L’hypothèse défendue dans ces quelques pages peut être résumée ainsi : la musique pop filmée par le cinéma direct est susceptible de mettre au jour des conjonctions possibles entre expressions artistiques, évolutions des techniques et transformations sociétales au coeur des Trente Glorieuses. La musique et le cinéma sont parmi les pratiques artistiques les plus sensibles à ces transformations liées, en partie, au développement des appareils d’enregistrement et de diffusion du son et des images. Le chemin de plus en plus rapide vers la miniaturisation de ces appareils répond à un désir de mobilité et d’autonomie, tout en suscitant de nouveaux comportements pour une jeunesse en quête d’émancipation. En élisant comme sujet la musique pop du début des années 1960, le cinéma prend la mesure d’un phénomène qui englobe à la fois les performances musicales, les rapports nouveaux à l’espace et aux temps et la confiance inédite dans les capacités expressives du corps. Mais pour pouvoir capter ces mouvements de vie, il est nécessaire d’inventer un autre cinéma, fondé sur la portabilité des enregistreurs sonores et des caméras. Le syntagme « cinéma direct » identifie alors une forme d’engagement dans le présent, dans lequel le corps des filmeurs entre dans une relation plus immédiate avec le corps des filmés, transformant les machines du cinéma en instruments susceptibles de répondre aux inspirations et aux intuitions de leurs utilisateurs. Les formes cinématographiques qui naissent de ces nouvelles pratiques se nourrissent de cet accès plus immédiat au réel, sans pour cela renoncer aux puissances du montage comme prise de distance nécessaire à une conquête de vérité qui hante alors le cinéma « moderne ». Si, comme l’écrit Alain Bergala à propos de Roberto Rossellini, « le cinéma moderne […] a toujours été un cinéma de premier degré, de la dénotation, des choses dans leur nudité » (Bergala 2005, 9), Pennebaker, Leacock, les Maysles et les autres, déterminés à puiser leurs images et leurs sons dans la réalité la plus brute et la plus littérale, ont contribué à faire de ce moment du direct un « moment moderne ».

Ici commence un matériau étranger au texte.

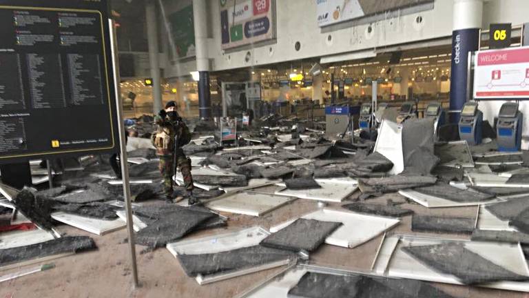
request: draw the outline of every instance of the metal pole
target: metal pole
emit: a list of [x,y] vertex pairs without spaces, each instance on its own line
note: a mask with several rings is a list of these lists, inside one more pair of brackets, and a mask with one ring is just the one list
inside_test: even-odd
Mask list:
[[127,233],[129,237],[129,246],[130,248],[130,261],[132,267],[132,279],[134,288],[138,286],[138,266],[136,263],[136,246],[134,241],[134,223],[132,222],[132,203],[130,195],[130,182],[129,181],[129,168],[127,165],[127,144],[125,139],[125,125],[123,123],[123,107],[119,97],[119,64],[116,59],[118,53],[116,48],[116,32],[114,22],[108,20],[108,26],[110,30],[111,43],[110,48],[114,66],[114,84],[115,87],[116,110],[117,110],[118,128],[119,129],[119,161],[121,165],[121,177],[123,181],[123,195],[125,196],[125,206],[127,213]]
[[53,188],[53,174],[52,173],[52,161],[50,159],[46,159],[46,168],[48,168],[48,183],[51,189]]

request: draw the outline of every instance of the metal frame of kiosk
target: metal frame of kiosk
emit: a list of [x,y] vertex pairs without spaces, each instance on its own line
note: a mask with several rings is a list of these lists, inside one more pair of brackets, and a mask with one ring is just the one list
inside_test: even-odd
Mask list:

La volonté de se confronter avec une certaine frontalité aux transformations sociétales, tout en s’inspirant des moyens mis en oeuvre par et pour la télévision, a certainement contribué à une dévalorisation du « cinéma direct », rapidement assimilé à une idéologie de la transparence impossible à défendre en Europe. Pourtant, l’attention portée aux quelques films évoqués ici suffit à montrer combien les libertés prises avec les canons attendus du cinéma mainstream vont faire naître d’autres formes de subjectivité, d’autres manières de figurer le monde que l’on pourrait rassembler sous l’expression « esthétique du direct » (Delavaud 2003). Cette « esthétique du direct » serait une possible clé de compréhension de la contre-culture, concept qui, utilisé après-coup pour qualifier une effervescence propre aux années 1960, semble retrouver aujourd’hui une certaine vitalité. Dans un texte récent, Andy Bennett définit la contre-culture comme « un mouvement ou une série de mouvements concernant des problèmes et des questions socioéconomiques vastes et dispersés mondialement. […] Pour cette raison centrale, elle garde une réelle actualité dans les esprits de nombreuses personnes qui participent, rendent compte ou bien réfléchissent aux formes variées d’activités contre-hégémoniques dans les contextes sociaux contemporains » (Bennett 2012). L’hypothèse selon laquelle il serait possible de réinterpréter la contre-culture à partir des situations les plus contemporaines pour en faire un outil de compréhension du monde actuel se fonde notamment sur le rôle important, sinon décisif, joué par les évolutions techniques dans les deux périodes concernées (Maisonneuve 2022). Repenser les créations audiovisuelles issues de la transition numérique à l’aune de celles nées avec le cinéma direct pourrait être une manière pertinente de mettre cette hypothèse à l’épreuve.